An artist's impression of an IcelandAir 787 in flight. Image: Boeing.
An artist’s impression of an Icelandair 787 in flight. Image: Boeing.

Icelandair is still looking for a supplier or suppliers for its electronic flight bag (EFB) upgrade programme.

Captain Gretar Mar Odinsson, Boeing 757 pilot and EFB administrator, Icelandair, told the 2014 Aircraft eEnablement (Connectivity and IFE) Conference that it is finding it difficult to find one supplier to cover all its needs.

Odinsson said: “We gathered needs and requirements from our sales, marketing, technical operations and other devisions. From this we realised that a common app-based approach was not really appropriate.

“We also saw an opportunity to automate a lot of the manual processes that we have been doing a long time. As an airline we see a value in the data that is not being collected systematically.

“By focusing on data the need for an integrated system aboard the aircraft became clearer. The EFB project then became a component of an overarching e-enablement strategy.”

But having issued an RFP for the programme Odinsson said that they could not find a single supplier to cover all the airline’s needs.

“We created a functional RFP with a specific invitation for suppliers to innovate.

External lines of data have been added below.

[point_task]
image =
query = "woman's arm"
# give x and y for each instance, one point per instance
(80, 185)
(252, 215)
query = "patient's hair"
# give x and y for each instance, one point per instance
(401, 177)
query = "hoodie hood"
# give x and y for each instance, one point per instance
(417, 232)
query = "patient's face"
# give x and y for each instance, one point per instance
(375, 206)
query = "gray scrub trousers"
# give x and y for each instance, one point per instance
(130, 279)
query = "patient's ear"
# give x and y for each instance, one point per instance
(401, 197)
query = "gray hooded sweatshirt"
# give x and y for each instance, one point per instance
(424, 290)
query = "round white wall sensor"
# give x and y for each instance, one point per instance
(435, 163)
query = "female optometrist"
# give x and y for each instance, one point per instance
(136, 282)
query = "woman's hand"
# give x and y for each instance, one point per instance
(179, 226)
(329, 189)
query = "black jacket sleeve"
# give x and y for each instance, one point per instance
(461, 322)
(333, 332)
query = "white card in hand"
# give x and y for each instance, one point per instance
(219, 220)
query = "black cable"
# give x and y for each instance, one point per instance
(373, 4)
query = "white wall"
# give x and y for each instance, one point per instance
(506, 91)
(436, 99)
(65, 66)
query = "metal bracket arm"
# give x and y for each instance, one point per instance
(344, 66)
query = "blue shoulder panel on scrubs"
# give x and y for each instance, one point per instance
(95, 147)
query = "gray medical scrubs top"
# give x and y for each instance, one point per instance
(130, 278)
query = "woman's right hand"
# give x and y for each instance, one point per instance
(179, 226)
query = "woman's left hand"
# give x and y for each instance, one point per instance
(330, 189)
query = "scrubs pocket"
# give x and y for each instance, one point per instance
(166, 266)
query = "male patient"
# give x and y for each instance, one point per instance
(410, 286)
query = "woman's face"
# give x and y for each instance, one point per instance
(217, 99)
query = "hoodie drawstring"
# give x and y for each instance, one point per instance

But most of the responses were product-focused – mostly app-based, communications-based or single-component responses,” he said.

“The suppliers appeared to be not ready or comfortable with functionally-specified or systems-based solutions. There was also a reluctance to work with others.

“We didn’t expect a single supplier to provide the whole solution, but we were surprised to see that suppliers were not prepared to join together to provide one,” Odinsson concluded

Captain Michael Bryan, Closed Loop Consulting, added: “There is an advantage in looking at an EFB as a system. This consists of people, structures and processes that work together to create organisational outcomes.

“But technology doesn’t drive the system – people drive the system.

“The point we need to make is that we need to look at problems as a whole – not as a specific system. It demands a holistic strategy,” he said.